Die Sonne versinkt hinter der windschiefen Giebelfassade, die letzten Strahlen tänzeln über das stille Wasser der Gracht, auf der Flucht vor der alles verzerrenden Bugwelle des Motorboots, das einsam in den durch die Kanäle gleitet, begleitet vom Abendgesang der Möwen. Mit einem Glas Wein in der Hand lehne ich mich an die Bootswand und beobachte das Getümmel der Innenstadt von Amsterdam, das wie im Film an mir vorüberzieht.
So stellst du dir eine Fahrt im Motorboot in Amsterdams Grachten vor? Entspannt. Ruhig. Einsam. Weg von den Menschenmassen der Innenstadt.
Weit gefehlt! Es sei denn natürlich, du findest den Verkehr in Shibuya zur Rushhour entspannt. Oder den Times Square ruhig.

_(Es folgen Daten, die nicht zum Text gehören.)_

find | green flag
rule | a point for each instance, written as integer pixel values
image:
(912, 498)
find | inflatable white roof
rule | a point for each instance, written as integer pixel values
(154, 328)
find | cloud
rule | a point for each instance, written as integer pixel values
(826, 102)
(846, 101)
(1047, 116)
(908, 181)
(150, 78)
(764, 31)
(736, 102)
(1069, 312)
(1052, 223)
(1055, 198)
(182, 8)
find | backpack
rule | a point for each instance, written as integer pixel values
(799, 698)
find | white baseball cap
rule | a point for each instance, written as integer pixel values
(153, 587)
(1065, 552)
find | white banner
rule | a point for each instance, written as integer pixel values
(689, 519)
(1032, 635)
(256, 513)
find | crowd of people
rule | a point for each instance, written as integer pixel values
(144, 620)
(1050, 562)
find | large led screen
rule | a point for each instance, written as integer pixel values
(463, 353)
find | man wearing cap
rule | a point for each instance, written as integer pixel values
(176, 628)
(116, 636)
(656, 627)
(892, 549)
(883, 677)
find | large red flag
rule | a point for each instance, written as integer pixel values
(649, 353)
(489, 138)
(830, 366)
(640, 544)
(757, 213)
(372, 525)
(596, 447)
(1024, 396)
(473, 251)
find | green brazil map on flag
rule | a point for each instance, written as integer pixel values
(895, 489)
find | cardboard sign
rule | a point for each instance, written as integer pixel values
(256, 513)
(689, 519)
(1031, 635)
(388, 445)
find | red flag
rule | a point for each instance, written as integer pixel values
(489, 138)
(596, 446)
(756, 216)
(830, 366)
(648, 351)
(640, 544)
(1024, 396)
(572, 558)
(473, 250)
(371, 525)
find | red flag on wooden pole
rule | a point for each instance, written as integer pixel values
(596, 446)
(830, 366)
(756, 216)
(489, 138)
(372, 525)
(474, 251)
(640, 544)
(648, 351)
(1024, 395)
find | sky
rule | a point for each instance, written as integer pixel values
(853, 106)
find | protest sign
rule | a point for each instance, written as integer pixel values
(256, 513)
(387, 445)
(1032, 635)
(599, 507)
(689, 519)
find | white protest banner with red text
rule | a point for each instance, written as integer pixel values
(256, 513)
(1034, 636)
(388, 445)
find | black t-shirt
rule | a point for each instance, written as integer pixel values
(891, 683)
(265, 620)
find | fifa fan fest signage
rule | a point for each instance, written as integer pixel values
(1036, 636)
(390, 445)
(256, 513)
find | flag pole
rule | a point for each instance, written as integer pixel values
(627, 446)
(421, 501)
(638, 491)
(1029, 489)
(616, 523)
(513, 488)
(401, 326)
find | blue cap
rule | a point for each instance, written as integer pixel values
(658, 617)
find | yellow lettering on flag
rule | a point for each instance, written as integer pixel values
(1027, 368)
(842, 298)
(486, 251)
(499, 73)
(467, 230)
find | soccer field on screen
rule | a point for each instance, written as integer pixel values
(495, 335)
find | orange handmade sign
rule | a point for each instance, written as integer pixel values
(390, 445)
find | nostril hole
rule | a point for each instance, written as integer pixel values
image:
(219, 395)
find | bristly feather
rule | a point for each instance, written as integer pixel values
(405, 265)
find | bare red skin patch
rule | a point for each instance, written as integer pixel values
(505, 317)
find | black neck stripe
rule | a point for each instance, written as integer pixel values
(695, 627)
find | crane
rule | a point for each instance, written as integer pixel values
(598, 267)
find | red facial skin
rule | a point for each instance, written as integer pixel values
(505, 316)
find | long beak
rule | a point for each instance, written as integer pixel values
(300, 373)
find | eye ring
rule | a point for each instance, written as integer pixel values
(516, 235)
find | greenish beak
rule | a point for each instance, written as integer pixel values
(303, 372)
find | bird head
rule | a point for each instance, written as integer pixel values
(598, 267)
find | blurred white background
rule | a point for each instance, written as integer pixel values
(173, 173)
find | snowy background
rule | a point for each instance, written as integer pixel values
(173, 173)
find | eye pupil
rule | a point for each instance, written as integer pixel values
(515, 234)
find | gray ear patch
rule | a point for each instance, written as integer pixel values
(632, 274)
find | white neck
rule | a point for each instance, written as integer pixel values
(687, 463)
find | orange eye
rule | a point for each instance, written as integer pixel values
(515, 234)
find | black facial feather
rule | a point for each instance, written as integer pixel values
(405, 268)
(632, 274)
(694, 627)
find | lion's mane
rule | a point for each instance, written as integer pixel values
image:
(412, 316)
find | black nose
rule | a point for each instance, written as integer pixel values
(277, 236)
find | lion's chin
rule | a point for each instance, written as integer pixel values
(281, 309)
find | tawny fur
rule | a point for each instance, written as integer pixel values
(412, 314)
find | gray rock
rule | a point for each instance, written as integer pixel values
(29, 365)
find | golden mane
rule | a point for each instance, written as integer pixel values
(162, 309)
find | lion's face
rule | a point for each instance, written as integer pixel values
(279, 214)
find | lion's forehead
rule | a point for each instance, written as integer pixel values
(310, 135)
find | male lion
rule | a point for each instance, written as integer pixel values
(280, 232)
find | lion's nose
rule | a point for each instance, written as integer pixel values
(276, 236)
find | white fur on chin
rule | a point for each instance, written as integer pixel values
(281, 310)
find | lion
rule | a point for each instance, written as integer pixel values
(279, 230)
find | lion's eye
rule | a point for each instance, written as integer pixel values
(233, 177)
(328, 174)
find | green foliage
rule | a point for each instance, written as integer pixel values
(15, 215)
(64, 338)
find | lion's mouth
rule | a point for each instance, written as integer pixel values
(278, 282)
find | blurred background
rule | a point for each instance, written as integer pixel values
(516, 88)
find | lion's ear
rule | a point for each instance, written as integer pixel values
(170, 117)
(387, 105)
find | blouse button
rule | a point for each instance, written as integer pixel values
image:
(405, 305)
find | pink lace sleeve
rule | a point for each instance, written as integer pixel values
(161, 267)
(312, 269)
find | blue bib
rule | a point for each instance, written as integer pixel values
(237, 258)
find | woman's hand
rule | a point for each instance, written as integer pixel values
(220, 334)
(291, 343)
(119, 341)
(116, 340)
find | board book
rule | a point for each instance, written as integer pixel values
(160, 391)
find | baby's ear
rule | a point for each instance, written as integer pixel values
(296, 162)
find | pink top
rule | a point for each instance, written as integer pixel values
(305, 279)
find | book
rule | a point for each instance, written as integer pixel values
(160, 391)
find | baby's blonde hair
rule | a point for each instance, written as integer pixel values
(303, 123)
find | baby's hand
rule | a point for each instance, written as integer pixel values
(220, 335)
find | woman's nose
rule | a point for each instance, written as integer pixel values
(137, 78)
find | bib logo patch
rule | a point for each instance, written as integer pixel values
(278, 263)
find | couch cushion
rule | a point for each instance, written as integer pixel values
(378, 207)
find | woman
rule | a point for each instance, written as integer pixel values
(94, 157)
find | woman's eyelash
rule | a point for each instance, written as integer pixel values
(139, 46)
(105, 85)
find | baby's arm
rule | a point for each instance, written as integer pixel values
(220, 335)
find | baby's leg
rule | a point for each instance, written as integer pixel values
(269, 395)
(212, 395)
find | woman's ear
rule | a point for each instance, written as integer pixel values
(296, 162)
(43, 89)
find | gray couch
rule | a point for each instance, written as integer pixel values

Sloepvaren (Sloep ist ein kleines Motorboot) ist in Holland Nationalsport. Wochenende, Feierabend oder einfach schönes Wetter? Tausende Holländer sind dann mit ihren Booten unterwegs und fahren herum. Bewaffnet mit Getränken und Snacks, zum Teil perfekt ausgerüstet inklusive Kühlbox und Griller, wird mit Hund, Kind und Kegel durch die Gegend geschippert.
Und Tausende Holländer können nicht irren, oder?
An einem lauen Freitagabend legen wir also mit Freunden und Picknick ab, während gerade die letzten Sonnenstrahlen verschwinden.
Nachdem wir nach einigen Navigationsschwierigkeiten die herabhängenden Äste einiger Bäume am Ufer gekürzt haben, fahren wir vom Jordaan Richtung Hauptbahnhof. Ohne Plan, eher per Zufall finden wir unseren Weg vobei an überfüllten Lokalen, der langen Schlange von Wartenden vorm Anne Frank Haus bis zu den noch hektischeren Kanälen nahe des Hauptbahnhofs.
Je näher man dem Bahnhof kommt, um so mehr der großen Stadtrundfahrtsboote kommen uns entgegen. Und auf Amsterdams Gewässern gilt anscheinend: der größere hat Vorrang. Dies macht jedes Durchfahren von Brücken zur Geduldsprobe. Denn zusätzlich zu den vielen Grachtenrundfahrtsbooten sind auch noch viele andere kleine Motorboote unterwegs, mit denen uns eines verbindet: die Unfähigkeit, ein Boot zu steuern. Das Problem: Boote haben keine Bremsen. Und treiben ab und zu mal einfach seitlich ab. Und noch ein Problem: durch die meisten Brücken Amsterdams passt nur ein Boot zugleich durch. Und Amsterdam hat viele Brücken.
Die Dämmerung lässt Amsterdams Lichter Stück für Stück erleuchten. Und plötzlich hat man das Gefühl, man sitzt mit in der Küche des Hausboots, oder im Wohnzimmer der Villa mit riesiger Fensterfront zum Kanal, an dem man nur einen halben Meter entfernt vorbeifährt.
Durch das ganze In-andere-Leute-Fenster-starren fällt es uns erst nach einiger Zeit auf, dass uns nur mehr Boote entgegenkommen am immer enger werdenden Kanal, und kein Boot in die selbe Richtung fährt. Gegen die Einbahn erreichen wir endlich den breiten Hauptarm der Amstel und gesellen uns wieder unter die hunderten anderen Boote, sogar nackte Hinterteile blitzen von Jungesellenfeierbooten unter der Mageren Brug herüber.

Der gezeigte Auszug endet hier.